Par Dr BOUMEHDI Bounhir, Médecin-Radiologue
Longtemps reléguée au second plan, la douleur chronique, notamment celle du genou, est aujourd’hui au cœur de la médecine moderne.
À la croisée de l'innovation et de la rigueur scientifique, une révolution silencieuse est en marche : la médecine interventionnelle, portée par les formidables avancées de l’imagerie médicale.
C’est autour de cette dynamique que s’articulera le 10ᵉ Congrès sur la Douleur Interventionnelle, organisé les 16 et 17 mai 2025 à la Faculté de Médecine et de Pharmacie d’Oujda, sous l’égide de la Moroccan Academy of Pain and Palliative Care (MAPPAC), présidée par le Pr Amine El Oumri.
L’imagerie médicale : le pilier discret mais décisif
Sans l’imagerie, pas de médecine interventionnelle moderne.
Radiologie conventionnelle, échographie de haute précision, scanners et IRM guident aujourd'hui la main du praticien avec une sûreté inégalée.
C’est grâce à ces outils que les gestes deviennent plus ciblés, plus sûrs et infiniment moins invasifs que la chirurgie classique.
L’imagerie ne se contente plus d’éclairer le diagnostic : elle pilote désormais l’acte thérapeutique lui-même.
La douleur interventionnelle : précision et efficacité
La douleur interventionnelle s'adresse à ces souffrances rebelles, ces douleurs chroniques insupportables que les traitements médicamenteux classiques ne parviennent plus à calmer.
À l’aide de techniques mini-invasives, sous contrôle direct de l’image, les spécialistes neutralisent, modulent ou réparent les circuits de la douleur.
Parmi ces techniques innovantes présentées au Congrès d’Oujda 2025
La radiofréquence , qui brûle à sa source les nerfs douloureux grâce à une chaleur contrôlée, particulièrement efficace dans l’arthrose du genou et les douleurs post-opératoires.
Le PRP (Plasma Riche en Plaquettes), véritable concentré de facteurs de réparation extraits du propre sang du patient, injecté avec précision sous guidage échographique dans les tendons ou articulations abîmées.
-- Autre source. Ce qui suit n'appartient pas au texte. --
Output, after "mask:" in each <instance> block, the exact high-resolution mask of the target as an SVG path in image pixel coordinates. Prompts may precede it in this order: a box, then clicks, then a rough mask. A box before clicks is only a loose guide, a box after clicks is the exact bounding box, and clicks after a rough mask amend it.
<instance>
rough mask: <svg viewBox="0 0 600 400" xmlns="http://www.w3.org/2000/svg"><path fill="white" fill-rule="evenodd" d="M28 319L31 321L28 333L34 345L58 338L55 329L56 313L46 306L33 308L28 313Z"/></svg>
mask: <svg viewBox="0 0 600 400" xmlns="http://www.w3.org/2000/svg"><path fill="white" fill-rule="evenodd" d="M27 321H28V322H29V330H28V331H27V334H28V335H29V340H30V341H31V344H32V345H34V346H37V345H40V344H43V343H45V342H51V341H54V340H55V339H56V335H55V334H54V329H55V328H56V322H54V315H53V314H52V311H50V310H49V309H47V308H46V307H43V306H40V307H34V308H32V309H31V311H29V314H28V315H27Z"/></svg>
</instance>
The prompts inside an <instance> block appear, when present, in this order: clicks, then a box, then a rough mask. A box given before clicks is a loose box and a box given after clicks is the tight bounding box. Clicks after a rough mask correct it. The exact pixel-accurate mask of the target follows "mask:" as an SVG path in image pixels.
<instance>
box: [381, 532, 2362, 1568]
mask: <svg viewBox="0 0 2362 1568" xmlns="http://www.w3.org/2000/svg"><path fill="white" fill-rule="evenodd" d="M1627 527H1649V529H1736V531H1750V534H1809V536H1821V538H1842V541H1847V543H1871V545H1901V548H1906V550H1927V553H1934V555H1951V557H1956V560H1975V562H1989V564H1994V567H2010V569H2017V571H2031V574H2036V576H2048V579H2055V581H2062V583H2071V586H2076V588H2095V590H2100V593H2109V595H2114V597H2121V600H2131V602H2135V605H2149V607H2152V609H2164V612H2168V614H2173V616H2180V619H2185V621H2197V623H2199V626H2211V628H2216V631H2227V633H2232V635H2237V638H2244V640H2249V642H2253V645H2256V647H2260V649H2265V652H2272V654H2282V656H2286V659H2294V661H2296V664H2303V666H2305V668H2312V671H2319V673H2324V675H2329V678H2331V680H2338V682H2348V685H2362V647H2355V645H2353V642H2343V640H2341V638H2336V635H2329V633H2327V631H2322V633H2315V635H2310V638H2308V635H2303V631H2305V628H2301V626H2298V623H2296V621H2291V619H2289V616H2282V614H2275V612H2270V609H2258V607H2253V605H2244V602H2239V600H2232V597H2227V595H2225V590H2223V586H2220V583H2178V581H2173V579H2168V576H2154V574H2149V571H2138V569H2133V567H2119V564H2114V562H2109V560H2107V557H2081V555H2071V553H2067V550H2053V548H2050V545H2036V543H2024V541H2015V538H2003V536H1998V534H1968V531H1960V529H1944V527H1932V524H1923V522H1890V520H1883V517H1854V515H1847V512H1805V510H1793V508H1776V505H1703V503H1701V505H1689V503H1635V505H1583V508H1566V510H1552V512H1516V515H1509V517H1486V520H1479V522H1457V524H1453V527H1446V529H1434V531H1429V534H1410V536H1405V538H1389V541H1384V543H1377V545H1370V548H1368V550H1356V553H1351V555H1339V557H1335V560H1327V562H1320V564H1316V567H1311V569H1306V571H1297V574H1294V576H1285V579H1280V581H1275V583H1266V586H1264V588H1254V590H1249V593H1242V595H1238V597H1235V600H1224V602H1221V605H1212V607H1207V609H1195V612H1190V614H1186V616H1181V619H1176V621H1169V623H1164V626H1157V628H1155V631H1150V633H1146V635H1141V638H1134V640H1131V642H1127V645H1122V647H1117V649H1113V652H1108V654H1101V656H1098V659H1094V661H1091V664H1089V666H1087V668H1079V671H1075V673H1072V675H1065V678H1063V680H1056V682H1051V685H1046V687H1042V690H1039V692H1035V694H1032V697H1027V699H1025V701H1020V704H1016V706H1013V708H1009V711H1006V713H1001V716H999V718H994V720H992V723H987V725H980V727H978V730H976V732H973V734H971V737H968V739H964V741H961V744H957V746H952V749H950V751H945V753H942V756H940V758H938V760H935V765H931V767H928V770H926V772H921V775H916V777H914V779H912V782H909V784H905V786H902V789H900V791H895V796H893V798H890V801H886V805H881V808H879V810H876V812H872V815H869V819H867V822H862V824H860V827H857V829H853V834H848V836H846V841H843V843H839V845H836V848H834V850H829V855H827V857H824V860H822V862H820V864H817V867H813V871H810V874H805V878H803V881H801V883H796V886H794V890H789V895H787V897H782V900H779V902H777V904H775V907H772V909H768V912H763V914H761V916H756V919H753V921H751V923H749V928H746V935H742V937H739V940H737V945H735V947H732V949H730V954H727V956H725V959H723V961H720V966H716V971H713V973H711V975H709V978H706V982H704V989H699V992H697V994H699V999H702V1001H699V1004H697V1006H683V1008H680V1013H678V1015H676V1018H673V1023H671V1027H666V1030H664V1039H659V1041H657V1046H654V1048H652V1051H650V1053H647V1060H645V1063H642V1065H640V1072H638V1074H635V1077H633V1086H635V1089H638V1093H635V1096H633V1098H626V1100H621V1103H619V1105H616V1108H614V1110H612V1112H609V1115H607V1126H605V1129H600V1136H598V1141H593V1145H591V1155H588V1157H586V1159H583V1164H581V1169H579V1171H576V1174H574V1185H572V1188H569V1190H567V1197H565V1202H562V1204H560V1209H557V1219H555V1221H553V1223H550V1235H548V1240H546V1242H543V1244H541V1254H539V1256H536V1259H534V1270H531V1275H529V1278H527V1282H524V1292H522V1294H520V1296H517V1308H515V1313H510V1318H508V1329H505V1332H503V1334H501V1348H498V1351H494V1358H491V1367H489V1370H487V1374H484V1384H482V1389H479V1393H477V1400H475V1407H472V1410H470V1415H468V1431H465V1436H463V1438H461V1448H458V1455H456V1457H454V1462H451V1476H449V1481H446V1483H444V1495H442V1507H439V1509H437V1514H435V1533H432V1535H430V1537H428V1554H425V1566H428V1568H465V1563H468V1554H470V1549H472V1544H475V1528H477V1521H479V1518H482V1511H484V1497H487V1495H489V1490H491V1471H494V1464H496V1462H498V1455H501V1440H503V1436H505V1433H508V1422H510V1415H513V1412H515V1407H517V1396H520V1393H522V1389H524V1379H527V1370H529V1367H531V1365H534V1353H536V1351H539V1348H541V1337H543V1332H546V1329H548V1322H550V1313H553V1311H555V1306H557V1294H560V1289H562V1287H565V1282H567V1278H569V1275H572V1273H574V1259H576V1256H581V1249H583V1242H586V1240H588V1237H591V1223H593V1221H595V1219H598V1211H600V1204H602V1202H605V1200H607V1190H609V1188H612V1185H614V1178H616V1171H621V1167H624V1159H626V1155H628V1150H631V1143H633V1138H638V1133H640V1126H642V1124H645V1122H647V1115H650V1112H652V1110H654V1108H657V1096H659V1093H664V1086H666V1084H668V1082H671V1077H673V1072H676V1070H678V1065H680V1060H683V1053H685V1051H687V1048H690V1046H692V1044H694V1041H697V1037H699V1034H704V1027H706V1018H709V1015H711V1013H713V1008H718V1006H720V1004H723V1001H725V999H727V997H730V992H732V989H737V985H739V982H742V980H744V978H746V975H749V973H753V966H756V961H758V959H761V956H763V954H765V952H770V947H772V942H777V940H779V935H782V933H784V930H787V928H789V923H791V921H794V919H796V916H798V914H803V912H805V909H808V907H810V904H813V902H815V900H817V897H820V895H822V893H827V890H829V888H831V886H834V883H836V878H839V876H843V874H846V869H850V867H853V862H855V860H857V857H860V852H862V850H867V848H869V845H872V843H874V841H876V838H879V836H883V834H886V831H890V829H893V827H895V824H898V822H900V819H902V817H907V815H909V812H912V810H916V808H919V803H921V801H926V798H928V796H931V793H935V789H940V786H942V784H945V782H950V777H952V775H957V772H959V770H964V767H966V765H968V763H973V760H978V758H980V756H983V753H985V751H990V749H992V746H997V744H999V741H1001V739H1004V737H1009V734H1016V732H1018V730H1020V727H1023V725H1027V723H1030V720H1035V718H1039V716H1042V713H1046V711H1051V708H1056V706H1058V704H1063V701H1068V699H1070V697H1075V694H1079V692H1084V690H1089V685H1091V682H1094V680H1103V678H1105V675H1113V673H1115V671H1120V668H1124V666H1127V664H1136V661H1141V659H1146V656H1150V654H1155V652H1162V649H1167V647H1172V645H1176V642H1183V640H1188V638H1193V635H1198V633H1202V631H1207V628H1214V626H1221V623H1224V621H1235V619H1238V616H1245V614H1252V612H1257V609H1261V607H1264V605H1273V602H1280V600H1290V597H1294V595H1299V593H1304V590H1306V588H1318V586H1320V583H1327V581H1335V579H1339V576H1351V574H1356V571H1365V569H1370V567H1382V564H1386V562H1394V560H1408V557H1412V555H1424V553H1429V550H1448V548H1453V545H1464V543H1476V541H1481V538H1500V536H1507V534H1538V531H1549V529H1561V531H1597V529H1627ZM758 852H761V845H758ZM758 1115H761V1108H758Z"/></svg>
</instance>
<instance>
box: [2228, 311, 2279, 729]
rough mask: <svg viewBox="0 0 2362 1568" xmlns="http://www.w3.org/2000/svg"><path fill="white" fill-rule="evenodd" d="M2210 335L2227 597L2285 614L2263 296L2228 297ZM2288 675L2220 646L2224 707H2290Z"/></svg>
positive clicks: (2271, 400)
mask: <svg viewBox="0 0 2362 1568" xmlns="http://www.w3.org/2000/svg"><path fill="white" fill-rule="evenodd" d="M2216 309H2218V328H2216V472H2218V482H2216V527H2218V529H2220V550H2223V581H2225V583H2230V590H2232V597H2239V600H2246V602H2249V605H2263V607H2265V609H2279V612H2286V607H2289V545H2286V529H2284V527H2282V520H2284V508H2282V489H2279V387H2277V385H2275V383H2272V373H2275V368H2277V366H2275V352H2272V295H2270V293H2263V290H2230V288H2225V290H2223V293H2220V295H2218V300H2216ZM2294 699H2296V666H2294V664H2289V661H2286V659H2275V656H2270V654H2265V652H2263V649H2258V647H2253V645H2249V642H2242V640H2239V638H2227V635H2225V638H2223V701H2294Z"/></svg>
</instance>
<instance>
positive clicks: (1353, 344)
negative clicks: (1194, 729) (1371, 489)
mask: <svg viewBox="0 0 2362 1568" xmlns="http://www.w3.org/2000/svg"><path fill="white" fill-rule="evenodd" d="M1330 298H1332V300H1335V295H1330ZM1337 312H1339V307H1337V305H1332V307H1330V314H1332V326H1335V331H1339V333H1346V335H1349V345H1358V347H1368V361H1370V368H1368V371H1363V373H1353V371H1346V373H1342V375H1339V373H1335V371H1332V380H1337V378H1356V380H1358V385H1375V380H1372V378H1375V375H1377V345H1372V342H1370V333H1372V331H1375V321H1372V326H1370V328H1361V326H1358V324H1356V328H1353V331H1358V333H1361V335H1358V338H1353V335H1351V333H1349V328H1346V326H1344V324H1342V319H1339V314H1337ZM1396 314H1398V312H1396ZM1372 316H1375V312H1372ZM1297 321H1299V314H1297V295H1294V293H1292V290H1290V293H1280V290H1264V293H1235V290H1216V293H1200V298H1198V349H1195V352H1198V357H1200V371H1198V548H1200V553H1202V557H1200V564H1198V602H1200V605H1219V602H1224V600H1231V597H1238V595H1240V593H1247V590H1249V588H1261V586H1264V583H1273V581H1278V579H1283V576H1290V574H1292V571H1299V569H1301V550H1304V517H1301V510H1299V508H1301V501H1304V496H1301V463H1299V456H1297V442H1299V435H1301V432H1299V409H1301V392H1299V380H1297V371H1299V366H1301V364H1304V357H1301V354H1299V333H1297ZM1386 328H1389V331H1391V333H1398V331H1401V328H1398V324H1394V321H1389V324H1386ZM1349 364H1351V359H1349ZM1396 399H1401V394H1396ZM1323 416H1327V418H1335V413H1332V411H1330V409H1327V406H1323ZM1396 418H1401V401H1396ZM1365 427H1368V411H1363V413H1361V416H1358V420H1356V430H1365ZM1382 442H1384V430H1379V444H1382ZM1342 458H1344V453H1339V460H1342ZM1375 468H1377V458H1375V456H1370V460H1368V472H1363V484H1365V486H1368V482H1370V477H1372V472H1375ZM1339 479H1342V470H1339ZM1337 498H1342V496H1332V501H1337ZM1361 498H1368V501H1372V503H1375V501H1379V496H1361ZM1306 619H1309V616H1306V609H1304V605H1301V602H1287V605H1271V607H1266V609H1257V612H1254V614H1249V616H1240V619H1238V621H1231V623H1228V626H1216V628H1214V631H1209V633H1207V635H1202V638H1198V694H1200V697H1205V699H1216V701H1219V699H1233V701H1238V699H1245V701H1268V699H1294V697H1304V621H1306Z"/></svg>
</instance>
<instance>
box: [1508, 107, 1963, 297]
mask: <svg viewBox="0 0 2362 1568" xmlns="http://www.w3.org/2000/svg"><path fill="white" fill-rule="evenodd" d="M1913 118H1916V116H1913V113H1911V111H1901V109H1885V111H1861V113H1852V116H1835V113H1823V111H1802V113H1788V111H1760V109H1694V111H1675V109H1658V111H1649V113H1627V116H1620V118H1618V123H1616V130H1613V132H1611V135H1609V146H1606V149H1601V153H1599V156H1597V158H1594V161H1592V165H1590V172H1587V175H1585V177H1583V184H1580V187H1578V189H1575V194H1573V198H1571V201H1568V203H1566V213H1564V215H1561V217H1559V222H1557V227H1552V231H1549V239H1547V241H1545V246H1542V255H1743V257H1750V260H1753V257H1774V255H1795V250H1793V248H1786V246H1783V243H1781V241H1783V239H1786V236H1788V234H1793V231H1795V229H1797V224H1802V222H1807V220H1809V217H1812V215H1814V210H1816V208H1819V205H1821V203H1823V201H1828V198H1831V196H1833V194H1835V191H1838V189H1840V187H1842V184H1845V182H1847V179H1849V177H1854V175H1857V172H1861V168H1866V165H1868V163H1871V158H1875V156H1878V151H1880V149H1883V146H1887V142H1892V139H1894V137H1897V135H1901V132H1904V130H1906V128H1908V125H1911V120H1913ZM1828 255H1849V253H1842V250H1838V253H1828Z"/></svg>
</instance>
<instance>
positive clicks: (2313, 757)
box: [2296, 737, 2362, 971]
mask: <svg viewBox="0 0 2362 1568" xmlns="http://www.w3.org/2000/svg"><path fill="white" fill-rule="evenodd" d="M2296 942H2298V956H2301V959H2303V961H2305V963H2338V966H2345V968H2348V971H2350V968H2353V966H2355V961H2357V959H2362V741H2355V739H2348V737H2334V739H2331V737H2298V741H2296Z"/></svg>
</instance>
L'ozonothérapie , où l'ozone médical, injecté localement, agit comme anti-inflammatoire naturel, soulageant les lombalgies, cervicalgies et arthroses.
L’échographie interventionnelle , qui transforme l'échographe en une "vision intérieure", permettant au médecin d'atteindre exactement la cible sans endommager les structures avoisinantes.
La toxine botulique , plus connue sous le nom de Botox, utilisée pour relâcher les muscles spastiques et soulager la douleur neurologique.
La fasciathérapie , approche douce et manuelle qui libère les tensions profondes des fascias, en complément des techniques interventionnelles.
Car aujourd'hui, grâce à l’imagerie médicale, traiter la douleur n’est plus une affaire d’approximations : c’est un geste précis, planifié et souvent salvateur.